TIFA Poll: Public Concerns Rise over Tax Hike on Fuel and Basic Commodities in New Budget


By Kelvin Majangah

The tax hike on fuel and essential goods, as well as the introduction of the housing levy, have been identified as the most unfavorable provisions in the recently implemented budget.

A survey conducted by TIFA reveals that supporters from both the pro-government and pro-opposition camps are concerned about the increased value-added tax (VAT) on petroleum products and its impact on the already soaring cost of living.

Among President William Ruto’s supporters, 25 percent view the VAT increase on fuel from 8 to 16 percent as the worst provision, while 8 percent oppose the Affordable Housing tax, and 5 percent are against any form of tax increase.

TIFA Research Analyst, Tom Wolf, stated on Tuesday that there is little difference in the views of government and opposition supporters, as both consider the rise in VAT on petroleum products as the “worst” provision. However, the main distinction lies in the fact that a higher percentage of government supporters failed to identify any provision as the “worst” (opting for “none”), compared to the opposition (47% versus 34%).

Among opposition supporters, 28 percent disagree with the fuel VAT increment, while 13 percent disapprove of both the removal of basic food subsidies and the implementation of the affordable housing levy.

survey findings indicate widespread agreement among Kenyans across the political spectrum on the best provisions of the new budget, highlighting educational support and subsidized farm inputs as key positives.

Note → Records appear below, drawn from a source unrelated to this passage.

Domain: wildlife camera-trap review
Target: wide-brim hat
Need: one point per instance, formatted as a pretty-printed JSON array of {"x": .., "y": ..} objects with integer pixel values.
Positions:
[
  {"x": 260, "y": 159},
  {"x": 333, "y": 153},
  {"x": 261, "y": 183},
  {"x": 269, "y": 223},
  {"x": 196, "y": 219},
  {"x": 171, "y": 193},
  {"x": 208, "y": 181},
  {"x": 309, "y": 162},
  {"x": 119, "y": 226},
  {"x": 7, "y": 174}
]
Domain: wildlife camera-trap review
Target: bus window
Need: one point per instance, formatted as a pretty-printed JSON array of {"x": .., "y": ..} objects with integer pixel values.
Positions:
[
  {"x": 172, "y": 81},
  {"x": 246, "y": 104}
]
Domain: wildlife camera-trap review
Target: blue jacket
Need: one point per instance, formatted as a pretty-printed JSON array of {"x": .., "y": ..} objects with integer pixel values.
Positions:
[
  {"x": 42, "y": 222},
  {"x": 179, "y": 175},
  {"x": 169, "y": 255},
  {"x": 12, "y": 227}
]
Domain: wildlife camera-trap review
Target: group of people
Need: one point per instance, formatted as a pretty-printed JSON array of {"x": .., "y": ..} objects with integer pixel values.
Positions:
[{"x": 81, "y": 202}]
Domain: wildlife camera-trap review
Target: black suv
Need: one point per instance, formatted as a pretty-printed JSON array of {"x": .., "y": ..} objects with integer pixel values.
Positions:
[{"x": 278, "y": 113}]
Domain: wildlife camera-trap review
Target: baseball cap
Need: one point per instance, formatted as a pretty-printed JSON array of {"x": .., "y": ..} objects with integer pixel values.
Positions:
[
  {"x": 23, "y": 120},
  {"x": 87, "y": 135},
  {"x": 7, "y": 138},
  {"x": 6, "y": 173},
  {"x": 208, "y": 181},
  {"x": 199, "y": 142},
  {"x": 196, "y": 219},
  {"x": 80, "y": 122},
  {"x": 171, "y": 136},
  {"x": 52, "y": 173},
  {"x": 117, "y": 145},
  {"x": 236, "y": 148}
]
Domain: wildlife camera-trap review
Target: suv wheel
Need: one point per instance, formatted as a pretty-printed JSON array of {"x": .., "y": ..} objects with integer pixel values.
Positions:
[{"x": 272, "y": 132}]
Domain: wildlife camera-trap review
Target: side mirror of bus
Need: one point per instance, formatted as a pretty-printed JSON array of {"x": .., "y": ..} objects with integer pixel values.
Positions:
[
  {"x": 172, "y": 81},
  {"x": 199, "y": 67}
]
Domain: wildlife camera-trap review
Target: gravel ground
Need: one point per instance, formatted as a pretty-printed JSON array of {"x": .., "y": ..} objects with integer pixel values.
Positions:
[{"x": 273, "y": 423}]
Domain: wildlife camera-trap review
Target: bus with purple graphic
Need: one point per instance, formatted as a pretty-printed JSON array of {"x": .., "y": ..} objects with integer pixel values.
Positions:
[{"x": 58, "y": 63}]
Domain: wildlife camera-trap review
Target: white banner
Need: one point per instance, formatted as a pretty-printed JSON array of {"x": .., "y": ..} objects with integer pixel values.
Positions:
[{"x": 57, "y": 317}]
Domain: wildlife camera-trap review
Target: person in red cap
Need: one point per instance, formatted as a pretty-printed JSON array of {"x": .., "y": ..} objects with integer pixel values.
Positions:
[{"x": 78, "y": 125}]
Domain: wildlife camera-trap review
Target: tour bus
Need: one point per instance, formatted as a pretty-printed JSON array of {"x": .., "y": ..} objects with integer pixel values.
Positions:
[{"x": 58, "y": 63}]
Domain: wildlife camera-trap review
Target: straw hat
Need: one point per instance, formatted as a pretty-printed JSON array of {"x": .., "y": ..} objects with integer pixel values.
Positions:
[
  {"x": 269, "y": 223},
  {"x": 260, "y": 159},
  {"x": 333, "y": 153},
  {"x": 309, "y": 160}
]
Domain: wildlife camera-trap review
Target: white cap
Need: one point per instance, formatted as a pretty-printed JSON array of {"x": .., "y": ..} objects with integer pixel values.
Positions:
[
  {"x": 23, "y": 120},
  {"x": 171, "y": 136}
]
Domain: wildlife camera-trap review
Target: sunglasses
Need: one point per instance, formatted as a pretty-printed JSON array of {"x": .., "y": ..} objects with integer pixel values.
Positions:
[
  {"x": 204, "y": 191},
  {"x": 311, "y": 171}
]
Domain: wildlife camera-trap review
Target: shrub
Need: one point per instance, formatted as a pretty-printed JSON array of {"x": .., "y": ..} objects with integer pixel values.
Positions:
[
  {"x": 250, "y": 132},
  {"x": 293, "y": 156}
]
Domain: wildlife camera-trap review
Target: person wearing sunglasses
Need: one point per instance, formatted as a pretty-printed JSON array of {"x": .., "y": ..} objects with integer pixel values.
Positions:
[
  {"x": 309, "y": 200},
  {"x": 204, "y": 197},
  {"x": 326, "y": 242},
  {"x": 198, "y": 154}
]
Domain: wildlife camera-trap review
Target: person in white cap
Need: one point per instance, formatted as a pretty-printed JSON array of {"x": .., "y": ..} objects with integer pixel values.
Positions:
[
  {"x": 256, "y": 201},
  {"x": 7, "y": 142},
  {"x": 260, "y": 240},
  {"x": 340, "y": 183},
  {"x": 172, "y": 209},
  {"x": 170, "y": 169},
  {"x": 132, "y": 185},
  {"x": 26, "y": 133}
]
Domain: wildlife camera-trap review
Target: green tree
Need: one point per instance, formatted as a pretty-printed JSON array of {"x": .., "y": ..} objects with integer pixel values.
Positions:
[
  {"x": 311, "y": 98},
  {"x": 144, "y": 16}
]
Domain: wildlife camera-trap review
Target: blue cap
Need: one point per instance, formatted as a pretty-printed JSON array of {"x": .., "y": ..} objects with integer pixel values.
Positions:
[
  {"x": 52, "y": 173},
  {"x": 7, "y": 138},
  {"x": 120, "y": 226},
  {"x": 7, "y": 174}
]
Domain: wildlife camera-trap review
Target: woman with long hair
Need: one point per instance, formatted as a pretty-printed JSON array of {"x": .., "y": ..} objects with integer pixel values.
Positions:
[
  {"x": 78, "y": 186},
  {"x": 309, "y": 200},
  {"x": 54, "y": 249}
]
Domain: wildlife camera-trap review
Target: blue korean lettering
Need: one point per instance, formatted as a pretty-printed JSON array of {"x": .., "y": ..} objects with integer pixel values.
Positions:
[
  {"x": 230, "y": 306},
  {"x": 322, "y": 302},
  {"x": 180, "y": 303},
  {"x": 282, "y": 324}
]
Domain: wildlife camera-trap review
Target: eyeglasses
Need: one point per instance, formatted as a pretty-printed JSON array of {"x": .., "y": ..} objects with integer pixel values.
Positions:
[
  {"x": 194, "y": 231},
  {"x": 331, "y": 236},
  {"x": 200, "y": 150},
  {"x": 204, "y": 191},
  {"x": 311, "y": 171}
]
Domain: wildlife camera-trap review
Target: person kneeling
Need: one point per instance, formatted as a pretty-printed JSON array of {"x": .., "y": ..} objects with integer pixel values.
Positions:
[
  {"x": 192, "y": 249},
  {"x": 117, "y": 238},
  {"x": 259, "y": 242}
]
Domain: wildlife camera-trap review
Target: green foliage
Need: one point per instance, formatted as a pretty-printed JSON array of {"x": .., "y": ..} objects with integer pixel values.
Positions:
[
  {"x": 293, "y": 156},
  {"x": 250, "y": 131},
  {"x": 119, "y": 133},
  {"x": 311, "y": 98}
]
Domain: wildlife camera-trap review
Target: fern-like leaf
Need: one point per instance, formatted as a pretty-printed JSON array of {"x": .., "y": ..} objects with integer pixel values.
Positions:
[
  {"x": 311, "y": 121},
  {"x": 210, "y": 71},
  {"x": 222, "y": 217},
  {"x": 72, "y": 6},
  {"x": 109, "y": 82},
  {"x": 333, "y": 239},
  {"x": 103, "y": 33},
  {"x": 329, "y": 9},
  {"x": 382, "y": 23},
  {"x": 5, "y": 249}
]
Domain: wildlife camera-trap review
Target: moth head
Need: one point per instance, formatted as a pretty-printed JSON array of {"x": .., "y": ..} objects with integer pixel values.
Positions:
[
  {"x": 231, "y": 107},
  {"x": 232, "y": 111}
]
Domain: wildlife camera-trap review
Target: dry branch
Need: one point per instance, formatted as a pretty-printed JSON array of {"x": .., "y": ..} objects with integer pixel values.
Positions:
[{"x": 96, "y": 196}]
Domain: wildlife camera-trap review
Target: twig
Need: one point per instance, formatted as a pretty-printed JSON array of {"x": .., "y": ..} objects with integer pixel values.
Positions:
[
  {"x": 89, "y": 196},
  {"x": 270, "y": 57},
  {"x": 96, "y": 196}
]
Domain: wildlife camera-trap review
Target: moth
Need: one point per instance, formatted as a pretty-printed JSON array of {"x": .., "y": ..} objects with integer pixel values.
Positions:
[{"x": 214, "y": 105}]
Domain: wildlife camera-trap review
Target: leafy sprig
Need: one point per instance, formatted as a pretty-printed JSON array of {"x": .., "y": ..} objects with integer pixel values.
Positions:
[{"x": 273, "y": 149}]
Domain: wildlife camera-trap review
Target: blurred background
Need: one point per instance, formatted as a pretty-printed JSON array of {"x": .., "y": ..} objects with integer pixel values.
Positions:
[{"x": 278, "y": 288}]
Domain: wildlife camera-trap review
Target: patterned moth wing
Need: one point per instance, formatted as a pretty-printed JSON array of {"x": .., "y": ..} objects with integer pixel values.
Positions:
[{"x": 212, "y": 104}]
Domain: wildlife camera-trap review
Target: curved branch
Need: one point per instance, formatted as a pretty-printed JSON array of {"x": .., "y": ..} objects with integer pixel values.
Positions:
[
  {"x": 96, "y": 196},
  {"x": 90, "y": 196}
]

TIFA notes, “The only notable difference is that a higher percentage of opposition supporters are unable or unwilling to mention any provision they consider to be the ‘best’ (82% versus 71%), which also highlights that even among government supporters, more than two-thirds fail to find anything positive in it.” Additionally, the survey reveals diverse perceptions among Kenyans regarding the main purpose of the new 2023-24 budget.

The most widely held view is that the budget aims to increase government revenue, although this sentiment does not exceed one-third among any group. Government and opposition supporters exhibit some differences, with twice as many government supporters viewing the budget’s main purpose as development and service delivery compared to the opposition (18% versus 9%). However, nearly three times as many opposition supporters believe the main purpose is to enable corruption.

President William Ruto’s administration aims to generate an additional Sh50 billion from fuel taxes.